A couple of years ago, an English independent label, WhatMusic, reissued an album by Borraro´s former pianist Fernando Gelbard, which featured drummer Norberto Minichilo, a young Rubén Rada playing tumbadoras and Borraro himself. The album was quite a success and Gelbard, now living in the US, told the producers at WhatMusic about Borraro´s own albums. In a short period of time, three albums by Borraro´s quartet were reissued in cd format in England: El Nuevo sonido del Chivo Borraro (The New Sound of Chivo Borraro), Blues para un cosmonauta (Blues For a Cosmonaut) and El cuarteto del Chivo Borraro en vivo (The Chivo Borraro Quartet in concert), plus Alberto Favero´s legendary Suite Trane (a tribute to the great saxophonist, composed and recorded shortly after John Coltrane´s death), in which Borraro played as a soloist before a jazz orchestra. While in this part of the world….
Last year Melopea launched Sax Suite, which includes never released material by Borraro with a large ensemble and with his quartet. The title track, composed by Borraro himself, is a 45-minute work, divided in three sections: Vals, Ballad and Blues, and also features Hugo Pierre on alto sax, Oscar Tissera on tenor, Nimar Tenreyro on baritone, Norberto Machline on piano, Jorge “Negro” González on double-bass and Néstor Astarita on drums. The Sax Suite is not only interesting because of its inner structure and the intense playing of its composer, but because of the long, relaxed and varied solos provided by this “dream team” from the Argentine jazz old-guard.
Also last year, Página 12 rescued from oblivion historic recordings from 1964 by the Horacio Malvicino Jazz Quintet, which included Malvicino (electric guitar), Santiago Giaccobe (piano), Mario Fernández (bass), Rolando Picardi (drums) and “Chivo” Borraro on tenor sax.
And, finally, Acqua Records reissued in 2003 Bronca Buenos Aires. Concert for Reciter, Soloists, Choir and Jazz Orchestra, with music by Jorge López Ruiz and texts by José Tcherkaski. Recorded in 1971, this original work features musicians like Fernando Gelbard, Alfredo Remus, Pocho Lapouble, Enrique Roizner, Gustavo Bergalli, Américo Belloto, singer Donna Carrol, and Chivo Borraro, among others.
Until Melopea launches a new album with old material by Borraro playing clarinet by the end of the year, this is all the recorded music available in Argentina by one of its greatest musicians of all time.
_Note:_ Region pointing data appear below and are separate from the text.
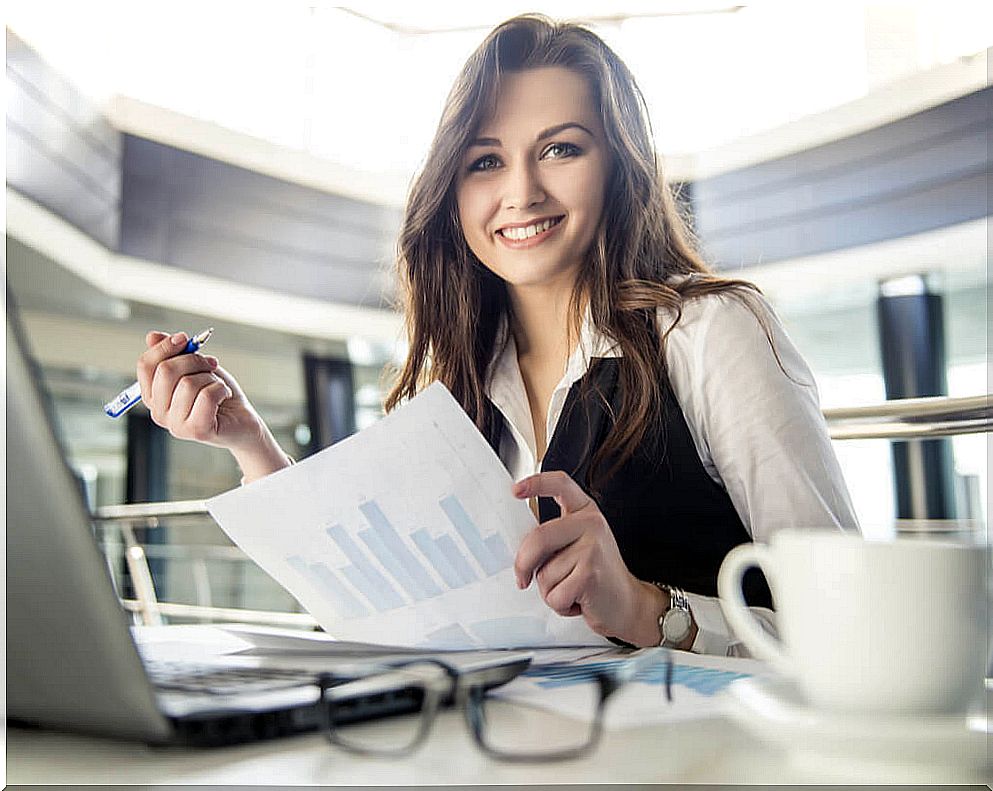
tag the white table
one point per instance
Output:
(704, 751)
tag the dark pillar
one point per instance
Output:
(147, 481)
(911, 333)
(330, 400)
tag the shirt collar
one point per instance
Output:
(505, 382)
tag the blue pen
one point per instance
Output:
(132, 395)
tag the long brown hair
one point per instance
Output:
(638, 261)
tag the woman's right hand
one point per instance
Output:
(193, 397)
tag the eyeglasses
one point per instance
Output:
(505, 726)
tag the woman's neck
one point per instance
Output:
(543, 325)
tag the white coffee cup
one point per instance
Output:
(896, 627)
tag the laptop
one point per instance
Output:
(72, 661)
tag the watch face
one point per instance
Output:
(676, 625)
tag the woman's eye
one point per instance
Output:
(488, 162)
(560, 150)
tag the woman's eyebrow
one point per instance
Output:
(542, 135)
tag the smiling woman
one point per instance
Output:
(654, 413)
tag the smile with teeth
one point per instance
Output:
(527, 232)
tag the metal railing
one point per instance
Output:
(904, 419)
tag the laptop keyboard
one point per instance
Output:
(212, 680)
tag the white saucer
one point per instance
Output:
(774, 710)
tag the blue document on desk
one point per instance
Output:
(403, 534)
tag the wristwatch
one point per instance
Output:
(676, 623)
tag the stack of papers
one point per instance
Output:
(403, 534)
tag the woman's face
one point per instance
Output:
(531, 186)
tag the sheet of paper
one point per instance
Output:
(697, 684)
(403, 534)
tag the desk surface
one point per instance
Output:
(705, 751)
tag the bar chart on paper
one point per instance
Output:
(387, 568)
(403, 533)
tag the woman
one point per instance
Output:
(655, 413)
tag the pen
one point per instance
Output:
(130, 396)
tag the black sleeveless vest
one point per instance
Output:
(672, 522)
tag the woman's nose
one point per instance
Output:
(523, 187)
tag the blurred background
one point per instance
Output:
(243, 165)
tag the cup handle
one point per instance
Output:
(729, 579)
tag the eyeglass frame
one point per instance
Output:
(452, 685)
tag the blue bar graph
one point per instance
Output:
(363, 575)
(703, 680)
(482, 551)
(436, 558)
(324, 579)
(383, 540)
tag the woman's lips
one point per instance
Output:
(530, 241)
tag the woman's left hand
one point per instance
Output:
(579, 568)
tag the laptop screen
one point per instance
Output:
(71, 662)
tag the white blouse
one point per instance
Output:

Always in the avant-garde, Borraro started to experiment with more revolutionary forms of jazz in the early 1970´s, without ever losing his firm attachment to bebop aesthetics. “After playing bebop I played free-jazz for a while, with the quartet. I remember that when we played that music the audience reacted in many different ways. Once a woman fainted in the middle of a piece. It was quite an extreme music. But then, I begun to play in the bebop style again, with harmonic structures and chord changes. It has always been my favorite style. And that´s how I kept playing until I retired”.
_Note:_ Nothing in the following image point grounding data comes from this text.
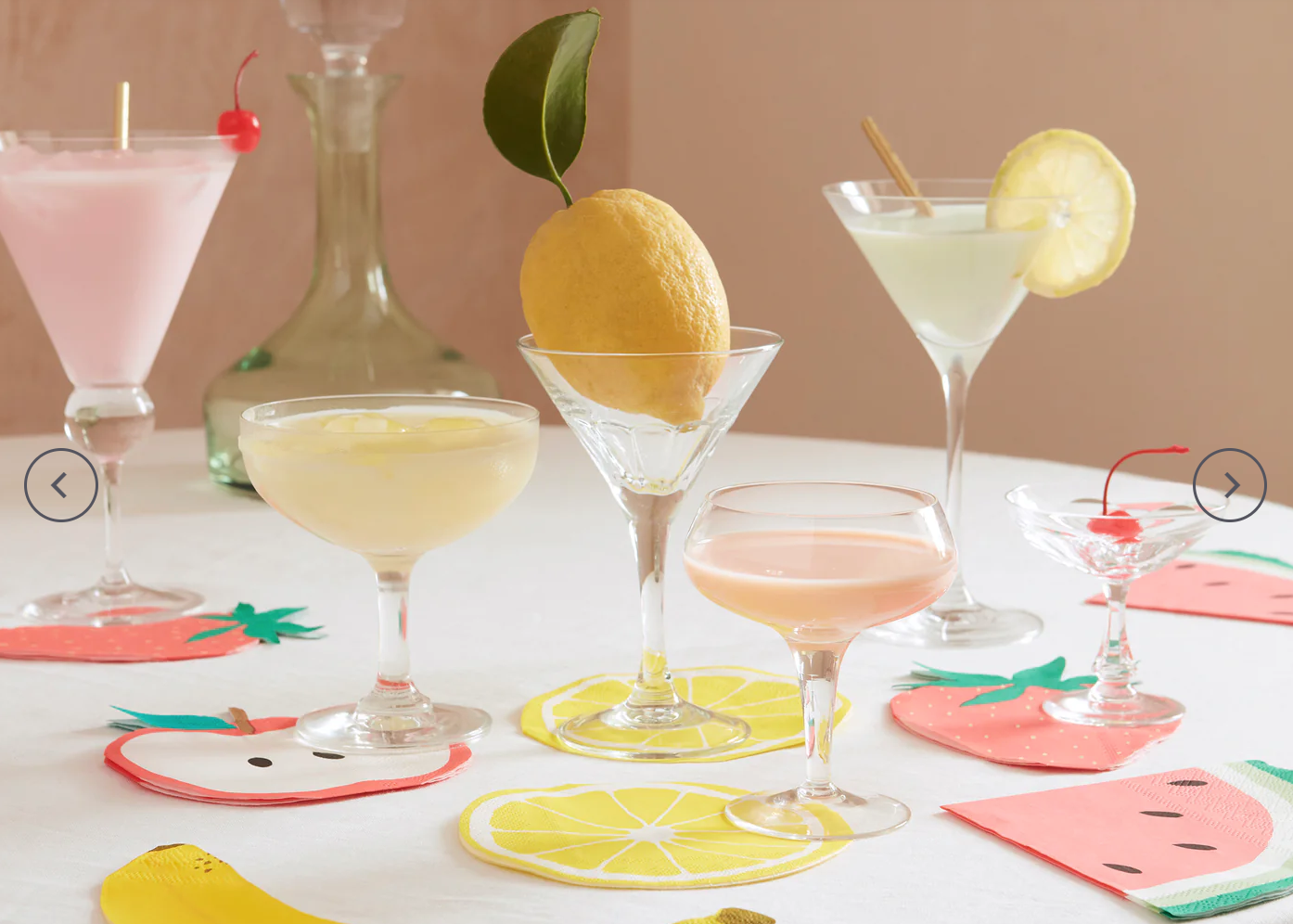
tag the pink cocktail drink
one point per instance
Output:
(820, 588)
(820, 562)
(105, 241)
(104, 232)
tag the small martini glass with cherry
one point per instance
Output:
(1146, 526)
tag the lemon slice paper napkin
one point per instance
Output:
(656, 836)
(768, 703)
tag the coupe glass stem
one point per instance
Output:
(819, 674)
(1115, 665)
(649, 517)
(955, 392)
(393, 693)
(114, 558)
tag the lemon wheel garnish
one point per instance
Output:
(1089, 239)
(655, 836)
(768, 703)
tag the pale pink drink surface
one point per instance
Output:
(105, 241)
(820, 588)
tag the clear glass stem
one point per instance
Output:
(649, 517)
(393, 691)
(114, 558)
(1115, 665)
(819, 674)
(955, 392)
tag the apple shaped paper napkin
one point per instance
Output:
(1000, 718)
(1187, 844)
(1231, 584)
(259, 761)
(177, 639)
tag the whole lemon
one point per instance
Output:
(621, 272)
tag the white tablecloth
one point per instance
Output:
(542, 596)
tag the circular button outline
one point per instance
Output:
(1195, 485)
(27, 477)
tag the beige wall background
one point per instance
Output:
(456, 215)
(736, 111)
(742, 109)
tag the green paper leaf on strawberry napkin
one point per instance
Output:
(1000, 718)
(266, 626)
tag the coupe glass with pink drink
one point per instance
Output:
(104, 238)
(820, 562)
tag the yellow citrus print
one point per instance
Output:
(184, 884)
(768, 703)
(659, 836)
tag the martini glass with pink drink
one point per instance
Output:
(819, 562)
(104, 233)
(1115, 539)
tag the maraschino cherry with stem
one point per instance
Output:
(1120, 524)
(240, 123)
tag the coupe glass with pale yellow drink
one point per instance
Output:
(390, 477)
(957, 258)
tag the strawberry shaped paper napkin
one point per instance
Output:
(1000, 718)
(177, 639)
(1233, 584)
(1187, 844)
(259, 761)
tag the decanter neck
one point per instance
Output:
(344, 120)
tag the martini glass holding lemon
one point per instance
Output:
(631, 341)
(957, 258)
(390, 478)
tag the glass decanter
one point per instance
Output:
(351, 334)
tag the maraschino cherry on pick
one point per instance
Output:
(238, 122)
(1120, 524)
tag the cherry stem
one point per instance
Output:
(238, 78)
(1105, 502)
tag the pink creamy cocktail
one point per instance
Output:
(820, 562)
(104, 232)
(105, 241)
(819, 588)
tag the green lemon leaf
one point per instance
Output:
(535, 97)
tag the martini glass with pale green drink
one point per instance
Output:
(958, 258)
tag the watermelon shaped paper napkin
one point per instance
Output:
(1233, 584)
(1000, 718)
(1187, 844)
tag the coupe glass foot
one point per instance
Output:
(675, 733)
(836, 816)
(974, 626)
(1137, 711)
(345, 730)
(111, 606)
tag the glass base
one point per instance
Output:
(972, 626)
(1141, 710)
(673, 733)
(837, 816)
(119, 606)
(344, 730)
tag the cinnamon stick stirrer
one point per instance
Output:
(122, 121)
(895, 166)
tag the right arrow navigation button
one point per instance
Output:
(1223, 471)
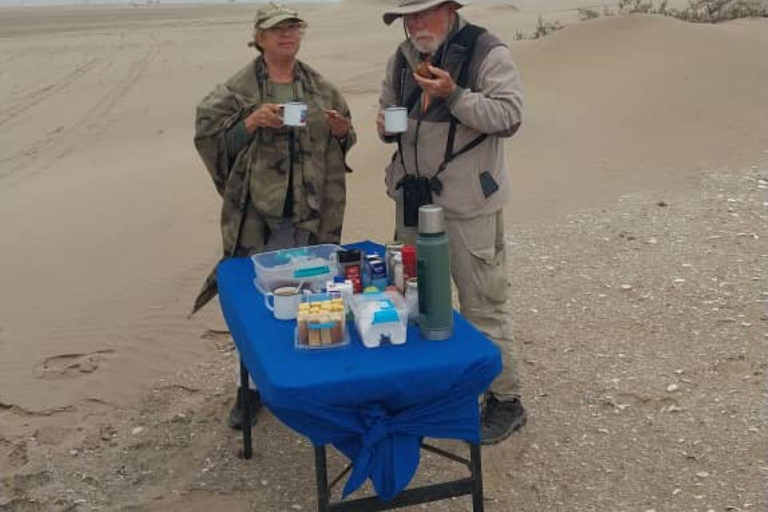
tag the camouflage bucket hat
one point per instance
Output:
(273, 14)
(411, 6)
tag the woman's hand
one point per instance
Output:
(267, 115)
(338, 123)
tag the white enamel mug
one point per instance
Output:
(283, 302)
(395, 120)
(295, 114)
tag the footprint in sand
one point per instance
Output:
(69, 366)
(13, 455)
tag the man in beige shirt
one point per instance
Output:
(463, 97)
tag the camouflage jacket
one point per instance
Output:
(319, 188)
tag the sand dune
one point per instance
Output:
(109, 221)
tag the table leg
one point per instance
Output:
(246, 403)
(476, 467)
(321, 471)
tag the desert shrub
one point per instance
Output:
(697, 11)
(586, 13)
(544, 28)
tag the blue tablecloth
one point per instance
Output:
(374, 405)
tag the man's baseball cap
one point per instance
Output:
(273, 14)
(411, 6)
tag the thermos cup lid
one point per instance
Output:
(431, 220)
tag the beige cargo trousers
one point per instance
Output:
(479, 270)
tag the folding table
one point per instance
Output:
(376, 406)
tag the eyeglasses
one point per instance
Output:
(288, 28)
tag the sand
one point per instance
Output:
(108, 224)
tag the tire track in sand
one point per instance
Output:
(56, 144)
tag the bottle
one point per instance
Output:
(389, 258)
(397, 271)
(433, 269)
(351, 263)
(409, 261)
(412, 299)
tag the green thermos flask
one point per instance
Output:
(433, 271)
With calmed wisdom and no sorrow, just a hint of nostalgia but no regret, Borraro explains why he quit playing, some eight years ago: “I started to realize I didn´t have the will to play I always had, and I was having trouble to reach the upper octave with the saxophone, so I wasn´t able to do what I wanted to do with the horn anymore. So I stop playing, and I didn´t lament it, everything begins and everything ends. So I sold the saxophone and I bought a keyboard instead, with which I make arrangements for friends like Hugo Pierre and Oscar Serrano. I was getting frustrated with the sax, so I decided to retire myself with the championship belt, before I got knocked out”.